I know my dad loves me…I’ve never questioned that.  So why does it matter that he’s never said that he was proud of me?  Because he has told me numerous times just how disappointed has was in me in different situations.  Guess what rang through my mind as I grew up?

So here I am…a 38-year-old man with unresolved daddy issues.  And the thing is that they’re not on him, either.  These issues deal with my own lack of self-esteem and how I have always felt that if I made my dad  proud of me then maybe I wouldn’t feel like such a failure all of the time.

At this stage in my life, should it even matter?  Probably not…but it still eats away at me.  I feel like all I’ve ever done is let him down time after time.  He has gone out of his way on more than one occasion to stick his neck out and help me…and I know he wishes that I’d just be able to do well enough on my own without him having to help me out of the occasional jam.

And I guess at the end of the day, I want those same things, too…and that just compounds to the feelings I have of wanting to beat myself up for failing in my own life.

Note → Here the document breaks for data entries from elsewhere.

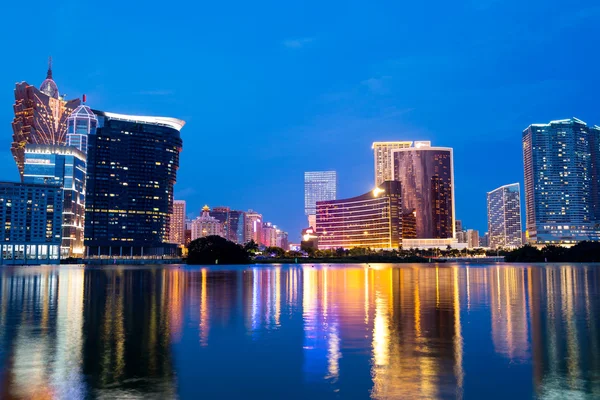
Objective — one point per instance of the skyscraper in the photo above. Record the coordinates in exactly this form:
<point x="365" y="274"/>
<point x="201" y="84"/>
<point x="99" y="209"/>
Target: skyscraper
<point x="504" y="216"/>
<point x="562" y="183"/>
<point x="177" y="230"/>
<point x="382" y="155"/>
<point x="40" y="117"/>
<point x="63" y="166"/>
<point x="318" y="186"/>
<point x="427" y="177"/>
<point x="373" y="220"/>
<point x="132" y="167"/>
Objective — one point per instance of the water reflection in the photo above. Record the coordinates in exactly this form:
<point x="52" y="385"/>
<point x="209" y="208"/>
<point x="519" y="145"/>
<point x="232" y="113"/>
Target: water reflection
<point x="297" y="332"/>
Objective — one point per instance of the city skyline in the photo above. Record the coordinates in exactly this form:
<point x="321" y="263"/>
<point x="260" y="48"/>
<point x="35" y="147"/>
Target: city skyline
<point x="394" y="90"/>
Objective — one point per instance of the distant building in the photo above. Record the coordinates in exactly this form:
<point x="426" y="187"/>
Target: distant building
<point x="65" y="167"/>
<point x="177" y="230"/>
<point x="504" y="216"/>
<point x="31" y="216"/>
<point x="373" y="220"/>
<point x="384" y="164"/>
<point x="472" y="238"/>
<point x="132" y="168"/>
<point x="253" y="227"/>
<point x="40" y="117"/>
<point x="206" y="225"/>
<point x="427" y="178"/>
<point x="562" y="182"/>
<point x="318" y="186"/>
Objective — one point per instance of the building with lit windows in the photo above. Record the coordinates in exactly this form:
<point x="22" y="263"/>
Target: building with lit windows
<point x="504" y="216"/>
<point x="427" y="178"/>
<point x="318" y="186"/>
<point x="372" y="220"/>
<point x="234" y="223"/>
<point x="253" y="227"/>
<point x="40" y="117"/>
<point x="62" y="166"/>
<point x="206" y="225"/>
<point x="177" y="230"/>
<point x="31" y="219"/>
<point x="382" y="155"/>
<point x="561" y="162"/>
<point x="132" y="167"/>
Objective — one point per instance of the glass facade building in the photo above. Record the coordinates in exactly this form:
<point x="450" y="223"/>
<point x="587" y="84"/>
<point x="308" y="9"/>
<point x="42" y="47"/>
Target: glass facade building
<point x="65" y="167"/>
<point x="504" y="216"/>
<point x="561" y="161"/>
<point x="427" y="177"/>
<point x="318" y="186"/>
<point x="132" y="167"/>
<point x="30" y="223"/>
<point x="40" y="117"/>
<point x="371" y="220"/>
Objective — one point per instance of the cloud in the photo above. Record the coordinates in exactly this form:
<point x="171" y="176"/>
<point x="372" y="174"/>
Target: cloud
<point x="298" y="42"/>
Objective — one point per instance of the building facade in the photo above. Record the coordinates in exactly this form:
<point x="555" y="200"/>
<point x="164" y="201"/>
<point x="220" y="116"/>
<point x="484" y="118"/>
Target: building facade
<point x="372" y="220"/>
<point x="504" y="216"/>
<point x="427" y="177"/>
<point x="206" y="225"/>
<point x="318" y="186"/>
<point x="132" y="167"/>
<point x="382" y="155"/>
<point x="40" y="117"/>
<point x="177" y="230"/>
<point x="562" y="183"/>
<point x="31" y="220"/>
<point x="62" y="166"/>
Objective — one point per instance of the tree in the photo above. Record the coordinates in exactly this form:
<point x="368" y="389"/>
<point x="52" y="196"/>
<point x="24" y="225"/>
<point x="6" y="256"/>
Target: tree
<point x="212" y="249"/>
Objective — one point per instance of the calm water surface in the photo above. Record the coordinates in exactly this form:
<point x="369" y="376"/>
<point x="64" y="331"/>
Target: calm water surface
<point x="285" y="332"/>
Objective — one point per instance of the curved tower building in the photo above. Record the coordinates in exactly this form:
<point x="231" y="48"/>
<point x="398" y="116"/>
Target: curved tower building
<point x="40" y="116"/>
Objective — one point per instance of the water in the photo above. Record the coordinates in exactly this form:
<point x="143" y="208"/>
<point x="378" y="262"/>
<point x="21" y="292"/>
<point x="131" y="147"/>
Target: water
<point x="407" y="331"/>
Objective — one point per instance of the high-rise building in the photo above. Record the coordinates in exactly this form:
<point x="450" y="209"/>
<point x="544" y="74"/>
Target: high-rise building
<point x="31" y="220"/>
<point x="562" y="183"/>
<point x="318" y="186"/>
<point x="382" y="155"/>
<point x="40" y="117"/>
<point x="504" y="216"/>
<point x="472" y="238"/>
<point x="427" y="177"/>
<point x="177" y="230"/>
<point x="62" y="166"/>
<point x="206" y="225"/>
<point x="233" y="223"/>
<point x="373" y="220"/>
<point x="253" y="227"/>
<point x="132" y="167"/>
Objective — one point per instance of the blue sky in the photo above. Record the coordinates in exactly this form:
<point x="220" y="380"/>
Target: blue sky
<point x="271" y="89"/>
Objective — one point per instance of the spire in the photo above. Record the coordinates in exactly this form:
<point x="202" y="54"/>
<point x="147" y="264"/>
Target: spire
<point x="49" y="76"/>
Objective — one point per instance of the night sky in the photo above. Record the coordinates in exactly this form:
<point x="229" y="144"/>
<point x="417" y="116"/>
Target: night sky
<point x="271" y="89"/>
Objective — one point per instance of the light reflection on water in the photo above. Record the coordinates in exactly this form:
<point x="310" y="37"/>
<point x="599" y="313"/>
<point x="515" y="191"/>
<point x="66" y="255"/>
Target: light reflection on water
<point x="409" y="331"/>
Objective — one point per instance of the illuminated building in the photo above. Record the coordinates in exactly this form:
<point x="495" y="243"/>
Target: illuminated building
<point x="233" y="223"/>
<point x="427" y="177"/>
<point x="64" y="166"/>
<point x="177" y="230"/>
<point x="253" y="227"/>
<point x="373" y="220"/>
<point x="206" y="225"/>
<point x="562" y="182"/>
<point x="382" y="155"/>
<point x="269" y="235"/>
<point x="31" y="220"/>
<point x="318" y="186"/>
<point x="132" y="167"/>
<point x="40" y="117"/>
<point x="504" y="216"/>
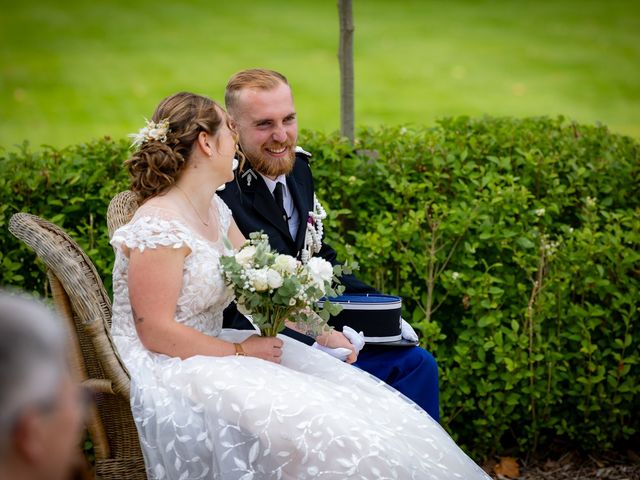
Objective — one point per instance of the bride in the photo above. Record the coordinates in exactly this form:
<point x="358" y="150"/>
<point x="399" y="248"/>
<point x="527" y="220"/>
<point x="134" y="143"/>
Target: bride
<point x="221" y="404"/>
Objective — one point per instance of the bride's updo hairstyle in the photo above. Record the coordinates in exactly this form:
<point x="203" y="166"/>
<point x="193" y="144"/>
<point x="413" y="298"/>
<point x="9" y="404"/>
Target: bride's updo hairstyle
<point x="163" y="153"/>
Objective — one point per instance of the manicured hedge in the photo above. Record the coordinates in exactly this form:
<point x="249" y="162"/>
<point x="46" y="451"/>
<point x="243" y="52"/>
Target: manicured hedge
<point x="514" y="243"/>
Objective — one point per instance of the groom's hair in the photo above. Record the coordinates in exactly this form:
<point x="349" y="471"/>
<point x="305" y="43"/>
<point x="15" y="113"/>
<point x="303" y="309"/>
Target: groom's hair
<point x="259" y="78"/>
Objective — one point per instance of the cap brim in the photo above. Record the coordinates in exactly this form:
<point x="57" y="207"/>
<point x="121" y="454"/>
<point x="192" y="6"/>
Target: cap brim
<point x="398" y="343"/>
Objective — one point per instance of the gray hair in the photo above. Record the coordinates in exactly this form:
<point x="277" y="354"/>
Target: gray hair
<point x="32" y="358"/>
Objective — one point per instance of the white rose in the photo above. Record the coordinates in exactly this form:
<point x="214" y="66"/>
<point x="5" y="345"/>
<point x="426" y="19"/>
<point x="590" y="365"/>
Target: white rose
<point x="285" y="264"/>
<point x="274" y="279"/>
<point x="245" y="256"/>
<point x="259" y="280"/>
<point x="321" y="271"/>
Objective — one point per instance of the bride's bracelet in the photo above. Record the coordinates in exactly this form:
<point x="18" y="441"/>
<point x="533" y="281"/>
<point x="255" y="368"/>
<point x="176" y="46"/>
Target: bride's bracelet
<point x="239" y="350"/>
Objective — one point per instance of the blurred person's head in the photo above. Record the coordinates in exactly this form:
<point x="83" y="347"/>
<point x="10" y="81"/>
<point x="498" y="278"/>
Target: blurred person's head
<point x="40" y="411"/>
<point x="261" y="107"/>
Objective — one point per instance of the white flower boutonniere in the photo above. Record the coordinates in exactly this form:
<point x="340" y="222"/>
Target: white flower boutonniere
<point x="313" y="237"/>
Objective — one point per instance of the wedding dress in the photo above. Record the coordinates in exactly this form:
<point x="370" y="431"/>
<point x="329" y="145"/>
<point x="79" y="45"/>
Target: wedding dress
<point x="311" y="417"/>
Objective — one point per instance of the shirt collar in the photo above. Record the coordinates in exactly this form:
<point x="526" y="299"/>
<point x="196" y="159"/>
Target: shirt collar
<point x="271" y="184"/>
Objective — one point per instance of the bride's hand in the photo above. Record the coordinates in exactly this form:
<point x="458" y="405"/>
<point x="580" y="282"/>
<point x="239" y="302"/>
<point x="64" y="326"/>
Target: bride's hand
<point x="335" y="339"/>
<point x="267" y="348"/>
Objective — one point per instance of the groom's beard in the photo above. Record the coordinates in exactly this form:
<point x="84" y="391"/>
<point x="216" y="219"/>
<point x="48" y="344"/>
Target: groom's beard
<point x="269" y="166"/>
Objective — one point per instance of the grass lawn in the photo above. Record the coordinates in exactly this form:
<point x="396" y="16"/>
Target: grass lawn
<point x="75" y="70"/>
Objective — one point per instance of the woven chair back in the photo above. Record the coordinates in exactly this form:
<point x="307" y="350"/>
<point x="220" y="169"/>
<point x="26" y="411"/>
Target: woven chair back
<point x="82" y="301"/>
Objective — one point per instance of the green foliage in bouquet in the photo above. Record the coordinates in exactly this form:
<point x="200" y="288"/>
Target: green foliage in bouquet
<point x="272" y="287"/>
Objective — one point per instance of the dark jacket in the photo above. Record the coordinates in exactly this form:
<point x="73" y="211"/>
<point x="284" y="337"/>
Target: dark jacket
<point x="254" y="209"/>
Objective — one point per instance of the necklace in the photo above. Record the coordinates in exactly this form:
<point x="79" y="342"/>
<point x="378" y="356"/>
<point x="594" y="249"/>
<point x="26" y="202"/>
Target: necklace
<point x="192" y="206"/>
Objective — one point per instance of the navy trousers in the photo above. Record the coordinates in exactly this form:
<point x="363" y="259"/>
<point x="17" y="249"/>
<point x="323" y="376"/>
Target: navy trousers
<point x="410" y="370"/>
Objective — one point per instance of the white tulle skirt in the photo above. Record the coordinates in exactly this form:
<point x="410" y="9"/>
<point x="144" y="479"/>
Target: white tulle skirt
<point x="311" y="417"/>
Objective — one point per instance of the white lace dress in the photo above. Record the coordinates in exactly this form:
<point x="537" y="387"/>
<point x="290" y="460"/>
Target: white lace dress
<point x="312" y="417"/>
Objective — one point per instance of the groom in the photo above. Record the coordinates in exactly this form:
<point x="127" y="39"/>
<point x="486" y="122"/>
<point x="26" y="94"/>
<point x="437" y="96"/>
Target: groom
<point x="260" y="104"/>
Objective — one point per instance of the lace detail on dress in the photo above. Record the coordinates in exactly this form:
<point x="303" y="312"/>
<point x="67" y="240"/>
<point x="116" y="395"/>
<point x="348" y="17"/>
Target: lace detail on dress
<point x="243" y="418"/>
<point x="204" y="293"/>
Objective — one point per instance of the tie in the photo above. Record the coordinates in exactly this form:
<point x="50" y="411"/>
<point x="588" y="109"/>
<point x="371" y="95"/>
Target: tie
<point x="278" y="195"/>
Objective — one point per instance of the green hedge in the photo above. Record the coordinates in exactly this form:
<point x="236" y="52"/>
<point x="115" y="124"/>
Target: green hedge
<point x="514" y="243"/>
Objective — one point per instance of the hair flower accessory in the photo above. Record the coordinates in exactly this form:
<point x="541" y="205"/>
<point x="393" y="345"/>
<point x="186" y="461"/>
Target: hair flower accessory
<point x="151" y="131"/>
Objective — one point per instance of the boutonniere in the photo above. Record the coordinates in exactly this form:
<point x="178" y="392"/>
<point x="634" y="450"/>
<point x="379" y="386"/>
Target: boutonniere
<point x="313" y="236"/>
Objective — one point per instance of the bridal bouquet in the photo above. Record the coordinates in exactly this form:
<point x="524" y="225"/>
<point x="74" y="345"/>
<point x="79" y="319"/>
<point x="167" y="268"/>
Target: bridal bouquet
<point x="274" y="287"/>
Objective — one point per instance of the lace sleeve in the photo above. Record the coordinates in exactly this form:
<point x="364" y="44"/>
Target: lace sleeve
<point x="148" y="231"/>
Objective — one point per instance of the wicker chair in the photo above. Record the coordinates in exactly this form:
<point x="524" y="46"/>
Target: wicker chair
<point x="82" y="301"/>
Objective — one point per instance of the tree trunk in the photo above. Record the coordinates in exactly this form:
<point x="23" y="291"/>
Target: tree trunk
<point x="345" y="58"/>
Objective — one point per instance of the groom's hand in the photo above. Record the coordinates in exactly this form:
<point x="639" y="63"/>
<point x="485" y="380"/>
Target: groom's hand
<point x="335" y="339"/>
<point x="267" y="348"/>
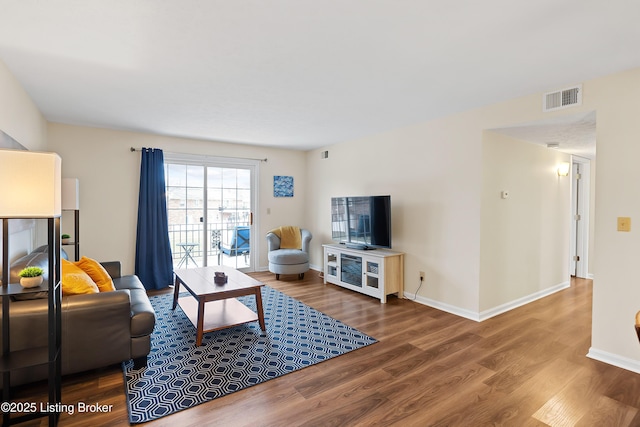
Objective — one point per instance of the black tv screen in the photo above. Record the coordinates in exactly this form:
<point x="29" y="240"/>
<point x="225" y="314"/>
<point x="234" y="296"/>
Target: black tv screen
<point x="361" y="222"/>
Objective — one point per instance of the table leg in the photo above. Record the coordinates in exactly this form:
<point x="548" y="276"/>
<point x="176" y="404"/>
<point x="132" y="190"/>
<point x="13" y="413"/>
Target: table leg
<point x="200" y="326"/>
<point x="259" y="309"/>
<point x="176" y="291"/>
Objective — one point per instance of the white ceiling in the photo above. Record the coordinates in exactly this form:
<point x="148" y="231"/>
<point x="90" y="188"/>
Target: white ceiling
<point x="574" y="133"/>
<point x="302" y="73"/>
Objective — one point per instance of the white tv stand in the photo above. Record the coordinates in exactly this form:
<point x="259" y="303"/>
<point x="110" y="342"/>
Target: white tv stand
<point x="376" y="273"/>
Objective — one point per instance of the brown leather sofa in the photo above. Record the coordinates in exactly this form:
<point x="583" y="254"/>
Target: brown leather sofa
<point x="97" y="329"/>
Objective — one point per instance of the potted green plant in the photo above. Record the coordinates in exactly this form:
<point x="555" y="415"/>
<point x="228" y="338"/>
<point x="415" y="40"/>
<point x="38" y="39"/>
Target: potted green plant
<point x="30" y="277"/>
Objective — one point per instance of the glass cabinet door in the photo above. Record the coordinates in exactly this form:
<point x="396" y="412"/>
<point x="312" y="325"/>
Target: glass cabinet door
<point x="372" y="274"/>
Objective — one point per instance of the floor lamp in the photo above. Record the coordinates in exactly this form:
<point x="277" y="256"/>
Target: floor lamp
<point x="30" y="187"/>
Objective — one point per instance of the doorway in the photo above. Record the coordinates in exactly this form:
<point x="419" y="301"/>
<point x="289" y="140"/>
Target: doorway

Right or wrong, those are my feelings. I feel like a failure in life because my dad has never told me that he was proud of me. I realize that sounds silly…almost absurd to even quantify my life into a simple sentence like that, but at the heart of things that’s what is going on inside of me.

My job, then, becomes finding a way to work through these self-loathing issues.  My job, now that I have recognized the issues, is to find a way to enter my 40′s and not feel as if I had made mistake after mistake my entire life.  My job is to not only say that I like myself and that I’m a good person, but to actually BELIEVE it.

That’s going to be more difficult than it should be.